Foremost, the Quad needs to acknowledge, in letter and in spirit, the essence of the principle declared in the United Nations Framework Convention on Climate Change: that of “common but differentiated responsibilities”. With a stark carbon inequality between the developed and developing nations, making this principle a largely accepted norm is of utmost importance in charting a collective path for action. It would be unjust, for example, to demand that India—which emits less than 1.9 Mt CO2 emissions[47] per capita, or Japan—with 9.7 Mt[48] CO2 emissions per capita, to undertake the proportional costs associated with climate actions with nations like the US and its over 15.52 Mt CO2[49] emissions per capita or Australia, with 17.1 Mt CO2.[50] The Quad needs to reaffirm its collective belief in the principles of equity and inclusivity in the pursuit of climate goals.

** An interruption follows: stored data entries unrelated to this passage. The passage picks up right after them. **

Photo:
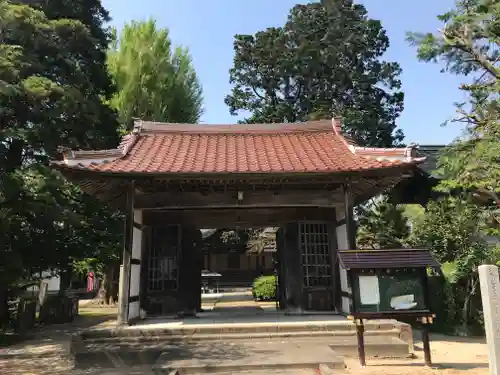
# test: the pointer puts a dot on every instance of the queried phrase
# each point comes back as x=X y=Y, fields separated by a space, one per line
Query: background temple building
x=173 y=180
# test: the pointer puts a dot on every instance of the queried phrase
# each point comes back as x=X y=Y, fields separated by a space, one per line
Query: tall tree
x=325 y=60
x=453 y=229
x=468 y=45
x=53 y=82
x=381 y=225
x=155 y=81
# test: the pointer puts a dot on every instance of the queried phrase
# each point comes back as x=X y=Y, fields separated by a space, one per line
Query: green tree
x=453 y=229
x=468 y=45
x=155 y=81
x=325 y=60
x=381 y=225
x=53 y=81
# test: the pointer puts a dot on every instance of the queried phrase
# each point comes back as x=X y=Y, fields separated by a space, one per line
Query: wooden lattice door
x=317 y=265
x=163 y=268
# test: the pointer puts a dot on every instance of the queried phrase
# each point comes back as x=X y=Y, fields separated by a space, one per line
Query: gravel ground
x=48 y=355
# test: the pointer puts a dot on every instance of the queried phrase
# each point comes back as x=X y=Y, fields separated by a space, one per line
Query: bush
x=264 y=288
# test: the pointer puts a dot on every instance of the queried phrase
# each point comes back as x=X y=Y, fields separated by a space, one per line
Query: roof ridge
x=270 y=128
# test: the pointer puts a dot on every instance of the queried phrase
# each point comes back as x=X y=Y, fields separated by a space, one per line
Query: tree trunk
x=112 y=291
x=107 y=293
x=4 y=307
x=65 y=279
x=465 y=308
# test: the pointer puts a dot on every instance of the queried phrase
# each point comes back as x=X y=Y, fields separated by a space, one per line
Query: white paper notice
x=368 y=290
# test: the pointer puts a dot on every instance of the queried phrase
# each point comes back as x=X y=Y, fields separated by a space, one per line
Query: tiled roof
x=315 y=146
x=391 y=258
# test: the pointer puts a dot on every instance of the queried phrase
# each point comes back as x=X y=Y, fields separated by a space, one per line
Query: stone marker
x=490 y=294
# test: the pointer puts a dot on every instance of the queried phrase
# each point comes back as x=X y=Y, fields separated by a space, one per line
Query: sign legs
x=360 y=330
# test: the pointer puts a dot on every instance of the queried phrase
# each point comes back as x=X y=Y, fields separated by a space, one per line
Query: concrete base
x=204 y=342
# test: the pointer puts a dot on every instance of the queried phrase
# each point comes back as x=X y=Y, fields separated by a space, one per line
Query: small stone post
x=490 y=294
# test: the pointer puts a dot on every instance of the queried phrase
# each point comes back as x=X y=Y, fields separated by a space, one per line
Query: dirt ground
x=48 y=354
x=450 y=356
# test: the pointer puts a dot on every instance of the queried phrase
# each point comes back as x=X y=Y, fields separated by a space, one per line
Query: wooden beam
x=241 y=217
x=234 y=199
x=123 y=303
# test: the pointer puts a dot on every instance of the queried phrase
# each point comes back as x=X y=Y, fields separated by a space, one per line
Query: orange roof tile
x=316 y=146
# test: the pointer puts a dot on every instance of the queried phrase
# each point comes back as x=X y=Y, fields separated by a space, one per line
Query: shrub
x=264 y=288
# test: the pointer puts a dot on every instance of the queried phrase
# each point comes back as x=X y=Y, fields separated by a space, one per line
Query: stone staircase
x=194 y=346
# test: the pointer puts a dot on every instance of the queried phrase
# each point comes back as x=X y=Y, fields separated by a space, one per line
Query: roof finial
x=137 y=126
x=337 y=124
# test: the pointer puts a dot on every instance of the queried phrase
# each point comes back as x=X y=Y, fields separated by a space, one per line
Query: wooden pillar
x=124 y=286
x=190 y=271
x=349 y=217
x=360 y=334
x=293 y=269
x=281 y=269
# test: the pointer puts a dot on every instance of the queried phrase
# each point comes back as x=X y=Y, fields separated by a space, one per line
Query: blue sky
x=207 y=28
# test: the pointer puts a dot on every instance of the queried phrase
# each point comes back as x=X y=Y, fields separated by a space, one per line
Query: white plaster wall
x=133 y=310
x=135 y=279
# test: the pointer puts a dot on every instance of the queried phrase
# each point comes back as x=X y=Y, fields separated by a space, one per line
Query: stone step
x=171 y=329
x=233 y=336
x=139 y=353
x=234 y=358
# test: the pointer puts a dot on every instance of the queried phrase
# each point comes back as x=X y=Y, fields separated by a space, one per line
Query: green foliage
x=468 y=45
x=155 y=81
x=325 y=60
x=453 y=229
x=264 y=288
x=53 y=80
x=381 y=225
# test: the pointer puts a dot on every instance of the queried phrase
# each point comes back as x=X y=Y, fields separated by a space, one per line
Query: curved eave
x=97 y=174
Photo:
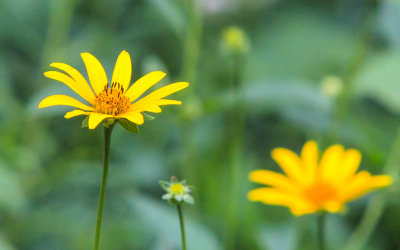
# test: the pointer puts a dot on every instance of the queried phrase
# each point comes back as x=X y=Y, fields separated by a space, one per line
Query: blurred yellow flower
x=313 y=185
x=116 y=100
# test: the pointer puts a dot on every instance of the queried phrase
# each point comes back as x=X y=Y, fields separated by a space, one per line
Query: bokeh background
x=287 y=72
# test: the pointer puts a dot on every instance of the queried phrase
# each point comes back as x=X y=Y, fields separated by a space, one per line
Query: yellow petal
x=96 y=73
x=71 y=83
x=272 y=179
x=363 y=183
x=63 y=100
x=152 y=106
x=290 y=164
x=350 y=164
x=331 y=163
x=143 y=84
x=309 y=156
x=134 y=117
x=75 y=113
x=123 y=70
x=78 y=78
x=162 y=92
x=96 y=118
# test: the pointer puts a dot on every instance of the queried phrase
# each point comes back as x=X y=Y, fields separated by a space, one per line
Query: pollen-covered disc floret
x=311 y=183
x=119 y=100
x=177 y=191
x=112 y=101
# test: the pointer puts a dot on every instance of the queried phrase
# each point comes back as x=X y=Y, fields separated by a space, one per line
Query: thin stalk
x=321 y=230
x=237 y=118
x=182 y=226
x=106 y=163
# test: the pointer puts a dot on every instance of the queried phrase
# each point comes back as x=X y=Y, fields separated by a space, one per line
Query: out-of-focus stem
x=191 y=43
x=236 y=150
x=321 y=230
x=103 y=187
x=182 y=224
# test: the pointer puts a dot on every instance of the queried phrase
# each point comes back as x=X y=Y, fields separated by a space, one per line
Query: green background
x=237 y=108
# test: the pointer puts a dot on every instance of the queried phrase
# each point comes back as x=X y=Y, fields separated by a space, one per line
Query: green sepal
x=108 y=122
x=164 y=185
x=85 y=122
x=129 y=126
x=148 y=117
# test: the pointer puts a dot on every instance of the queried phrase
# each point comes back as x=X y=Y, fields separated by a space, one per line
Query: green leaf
x=379 y=79
x=85 y=122
x=130 y=126
x=148 y=117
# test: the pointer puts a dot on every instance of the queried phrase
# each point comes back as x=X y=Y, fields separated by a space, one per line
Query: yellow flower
x=116 y=100
x=313 y=185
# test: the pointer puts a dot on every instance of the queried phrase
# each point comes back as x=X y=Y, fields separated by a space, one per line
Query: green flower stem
x=321 y=230
x=237 y=118
x=106 y=163
x=179 y=206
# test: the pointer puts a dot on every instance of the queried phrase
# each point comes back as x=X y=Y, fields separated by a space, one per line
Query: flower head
x=110 y=100
x=311 y=184
x=177 y=191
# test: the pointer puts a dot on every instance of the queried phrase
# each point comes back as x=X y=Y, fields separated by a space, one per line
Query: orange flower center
x=320 y=193
x=112 y=101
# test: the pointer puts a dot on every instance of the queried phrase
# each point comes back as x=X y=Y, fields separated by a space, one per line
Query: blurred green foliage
x=50 y=168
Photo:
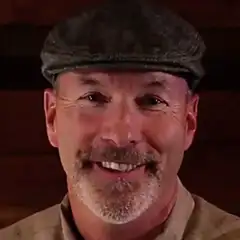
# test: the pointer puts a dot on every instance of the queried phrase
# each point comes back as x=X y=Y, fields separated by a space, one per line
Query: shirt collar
x=173 y=228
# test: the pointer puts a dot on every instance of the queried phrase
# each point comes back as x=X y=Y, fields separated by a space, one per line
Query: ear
x=50 y=115
x=191 y=120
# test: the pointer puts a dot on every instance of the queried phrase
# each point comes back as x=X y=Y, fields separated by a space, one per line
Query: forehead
x=120 y=79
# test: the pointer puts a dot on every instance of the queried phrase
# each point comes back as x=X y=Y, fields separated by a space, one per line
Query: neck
x=147 y=226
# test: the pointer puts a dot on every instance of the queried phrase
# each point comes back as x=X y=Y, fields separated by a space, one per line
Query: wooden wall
x=30 y=172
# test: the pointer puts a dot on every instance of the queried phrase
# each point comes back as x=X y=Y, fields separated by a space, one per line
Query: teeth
x=119 y=167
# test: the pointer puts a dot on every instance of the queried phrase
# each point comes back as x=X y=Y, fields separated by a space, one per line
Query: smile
x=121 y=167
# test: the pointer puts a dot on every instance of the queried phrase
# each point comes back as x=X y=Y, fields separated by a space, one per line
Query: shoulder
x=212 y=223
x=42 y=223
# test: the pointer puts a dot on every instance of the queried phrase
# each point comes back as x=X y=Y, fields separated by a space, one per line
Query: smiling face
x=121 y=137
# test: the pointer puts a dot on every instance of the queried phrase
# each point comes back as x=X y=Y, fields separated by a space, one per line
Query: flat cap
x=125 y=35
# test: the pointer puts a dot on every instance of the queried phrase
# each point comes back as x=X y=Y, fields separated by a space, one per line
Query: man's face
x=121 y=137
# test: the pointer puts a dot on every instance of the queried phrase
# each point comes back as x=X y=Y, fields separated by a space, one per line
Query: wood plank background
x=31 y=174
x=211 y=13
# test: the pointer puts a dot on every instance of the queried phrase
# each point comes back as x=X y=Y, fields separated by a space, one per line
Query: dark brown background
x=31 y=177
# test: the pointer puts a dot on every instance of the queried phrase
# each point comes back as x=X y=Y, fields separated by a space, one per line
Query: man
x=122 y=112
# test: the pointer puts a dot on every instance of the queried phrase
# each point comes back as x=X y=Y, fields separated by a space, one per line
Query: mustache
x=128 y=155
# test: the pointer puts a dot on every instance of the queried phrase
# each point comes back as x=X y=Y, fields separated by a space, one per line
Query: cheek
x=76 y=130
x=165 y=131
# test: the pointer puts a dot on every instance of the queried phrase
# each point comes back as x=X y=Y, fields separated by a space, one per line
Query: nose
x=122 y=127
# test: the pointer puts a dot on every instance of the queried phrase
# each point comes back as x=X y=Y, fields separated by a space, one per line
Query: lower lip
x=111 y=175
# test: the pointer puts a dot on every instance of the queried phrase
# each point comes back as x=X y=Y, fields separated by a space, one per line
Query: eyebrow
x=87 y=80
x=156 y=83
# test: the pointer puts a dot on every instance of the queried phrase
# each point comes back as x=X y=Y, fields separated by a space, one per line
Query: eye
x=96 y=98
x=150 y=101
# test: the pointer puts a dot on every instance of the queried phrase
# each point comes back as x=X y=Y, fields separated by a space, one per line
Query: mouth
x=118 y=167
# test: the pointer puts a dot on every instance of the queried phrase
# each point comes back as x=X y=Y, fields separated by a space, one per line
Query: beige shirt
x=192 y=218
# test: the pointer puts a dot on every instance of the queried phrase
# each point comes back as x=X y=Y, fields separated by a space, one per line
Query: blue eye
x=95 y=98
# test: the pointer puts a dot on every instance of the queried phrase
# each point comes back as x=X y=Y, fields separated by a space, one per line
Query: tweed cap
x=126 y=35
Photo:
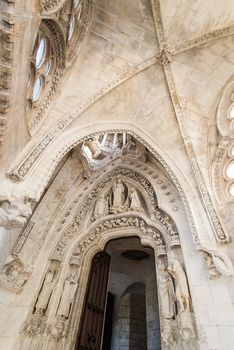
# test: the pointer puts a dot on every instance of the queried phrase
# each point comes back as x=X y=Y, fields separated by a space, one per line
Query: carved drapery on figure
x=101 y=207
x=121 y=198
x=135 y=203
x=182 y=291
x=168 y=298
x=36 y=323
x=67 y=298
x=118 y=197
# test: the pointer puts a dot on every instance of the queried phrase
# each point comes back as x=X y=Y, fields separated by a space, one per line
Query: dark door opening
x=121 y=313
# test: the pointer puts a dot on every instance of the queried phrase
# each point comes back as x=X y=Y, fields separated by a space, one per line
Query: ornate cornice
x=59 y=41
x=7 y=38
x=205 y=39
x=219 y=232
x=21 y=170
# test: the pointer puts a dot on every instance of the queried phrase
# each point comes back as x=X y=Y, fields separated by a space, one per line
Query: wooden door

Second, given the multifaceted manifestations of climate change in almost all development sectors, instead of looking at climate challenges in silos, the Climate Working Group must collaborate with other working groups such as the vaccines experts group or the critical and emerging technologies working group to implement climate action in a holistic manner. For instance, the cold chain plays an essential role in vaccine transportation and storage. It is important to explore ways of greening the cold chain infrastructure as it is estimated to contribute 3-3.5 percent of greenhouse gas emissions.[51] Such cross-sectoral partnerships will prove beneficial in mitigating the carbon emissions associated with the cold storage value-chain and the life-cycle of vaccines. Additionally, knowledge sharing, technology transfer and responsible trade practices in emerging technologies, particularly green technologies, is a critical linkage binding the Quad working groups in generating valuable outcomes.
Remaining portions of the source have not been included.